For this hands-on exam, I was tasked to analyze and then predict the attendance rates for a Fitness Center’s group classes. Guide questions were provided to move the analysis along. There is a given criteria for each of the columns, so I used Pandas to look out for data points that have errors.
Analysis
I have created an attendance rate column by dividing the attendance number with the class capacity. I then computed the correlation of the numerical features with attendance rate.
I also used qq-plots to see if the columns are normally distributed.
For the categorical columns, I have used a boxplot to show the distribution of attendance rates across each category.
The following were some of my insights:
- 75% of the class have less than 66% attendance rate (75th percentile)
- Using the histogram of the pairplot, attendance rates are almost uniformly distributed with a few outlier values. Age, new members, and over 6 month members, follow a normal distribution. The qq-plot also confirm this close to normal distribution as they fit the normal-line closely.
- From both the scatterplot in the pairplot, and the correlation computation, classes with higher average ages tend to have low attendance rates (negative correlation), and classes with higher sign-ups (both new and over 6 month members) tend to have higher attendance rates (positive correlation).
- The distribution of attendance rates has been broken down across categories using box plots.
- Tuesdays and Fridays have higher median attendance rates
- Attendance rates between AM and PM classes are very similar.
- In terms of class activity, strength and yoga classes have higher attendance rates while cycling have the lowest.
Modeling & Evaluation
Evaluation Strategy
- First, I have set aside 10% of my data as a final test set. I then create a naive model that constantly outputs the mean attendance rate of the training data.
- Next, for validation, I used 10-Fold validation (repeated 3 times). Since the data set is small and the models that are chosen aren’t very computationally expensive, I validated the models on random subsets multiple times to generate a distribution of model performance. This has shown me not only the average error but also spread. I am looking for a model that has low average error and small spread.
- Finally, I fit the models on the whole dataset and then tested them against the held out test set to see its performance on never before seen data.
Metric
- I have chosen to use root mean square error as my evaluation metric.
- It is a very popular metric used for regression problems. It measure the distance of the predictions from the correct values and it penalizes very far-off predictions.
Outcome
- All models performed better than the naive model.

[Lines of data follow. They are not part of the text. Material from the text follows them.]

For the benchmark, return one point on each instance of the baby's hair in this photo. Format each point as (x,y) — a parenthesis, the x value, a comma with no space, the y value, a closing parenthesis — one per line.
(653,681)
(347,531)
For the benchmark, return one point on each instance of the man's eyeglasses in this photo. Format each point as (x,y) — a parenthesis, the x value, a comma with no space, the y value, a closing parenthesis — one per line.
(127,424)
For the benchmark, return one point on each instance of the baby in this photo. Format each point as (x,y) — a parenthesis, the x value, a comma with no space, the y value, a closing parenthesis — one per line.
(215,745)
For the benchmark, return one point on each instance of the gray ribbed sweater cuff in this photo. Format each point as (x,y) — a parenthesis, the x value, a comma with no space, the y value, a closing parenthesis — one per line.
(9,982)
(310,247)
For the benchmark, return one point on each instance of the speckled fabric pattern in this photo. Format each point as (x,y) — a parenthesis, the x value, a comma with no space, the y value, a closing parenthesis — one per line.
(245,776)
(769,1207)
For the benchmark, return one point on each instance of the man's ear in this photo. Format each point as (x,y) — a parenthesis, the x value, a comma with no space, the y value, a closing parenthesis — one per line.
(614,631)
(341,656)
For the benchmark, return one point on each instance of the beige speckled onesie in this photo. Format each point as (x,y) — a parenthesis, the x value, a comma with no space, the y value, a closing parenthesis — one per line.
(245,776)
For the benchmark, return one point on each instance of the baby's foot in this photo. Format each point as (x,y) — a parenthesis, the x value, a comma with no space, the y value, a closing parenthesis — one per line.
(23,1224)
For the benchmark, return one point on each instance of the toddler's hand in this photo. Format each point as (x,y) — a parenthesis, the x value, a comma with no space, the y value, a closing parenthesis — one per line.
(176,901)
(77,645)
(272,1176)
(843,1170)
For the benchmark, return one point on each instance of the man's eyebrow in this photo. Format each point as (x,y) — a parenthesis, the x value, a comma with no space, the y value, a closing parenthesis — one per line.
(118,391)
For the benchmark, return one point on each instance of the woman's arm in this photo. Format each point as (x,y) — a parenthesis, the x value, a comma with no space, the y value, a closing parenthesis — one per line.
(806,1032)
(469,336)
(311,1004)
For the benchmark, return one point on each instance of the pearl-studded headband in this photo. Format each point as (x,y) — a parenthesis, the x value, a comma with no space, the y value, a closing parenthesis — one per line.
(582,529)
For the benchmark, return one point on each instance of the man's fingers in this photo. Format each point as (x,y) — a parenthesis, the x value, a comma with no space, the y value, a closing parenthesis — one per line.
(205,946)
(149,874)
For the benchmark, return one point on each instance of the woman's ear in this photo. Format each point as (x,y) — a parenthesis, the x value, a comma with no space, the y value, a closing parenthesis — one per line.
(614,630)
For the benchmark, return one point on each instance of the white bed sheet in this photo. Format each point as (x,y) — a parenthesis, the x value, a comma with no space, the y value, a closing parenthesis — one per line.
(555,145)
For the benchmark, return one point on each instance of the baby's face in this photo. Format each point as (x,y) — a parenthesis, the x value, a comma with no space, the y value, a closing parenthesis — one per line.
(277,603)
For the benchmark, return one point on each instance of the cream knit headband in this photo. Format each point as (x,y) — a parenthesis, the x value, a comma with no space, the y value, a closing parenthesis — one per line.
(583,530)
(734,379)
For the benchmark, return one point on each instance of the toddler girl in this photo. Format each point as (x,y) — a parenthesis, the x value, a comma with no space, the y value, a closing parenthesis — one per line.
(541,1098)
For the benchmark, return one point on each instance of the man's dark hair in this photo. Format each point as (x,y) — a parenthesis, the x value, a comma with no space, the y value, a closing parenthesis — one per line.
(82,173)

- For both the validation and testing, the fine tuned Ridge Regression model comes out on top, but it is only better by about 0.001.
- The Random Forest model was not able to outperform the linear models.
- Since we predicted attendance rates, if we transform it back to number of students, our model’s prediction can be off by 2-3 students.
- I choose the Ridge Regression model as the better performing approach. At the scale of the dataset it is not much more complex as compared to linear regression, and by fine-tuning we can get slightly better performance.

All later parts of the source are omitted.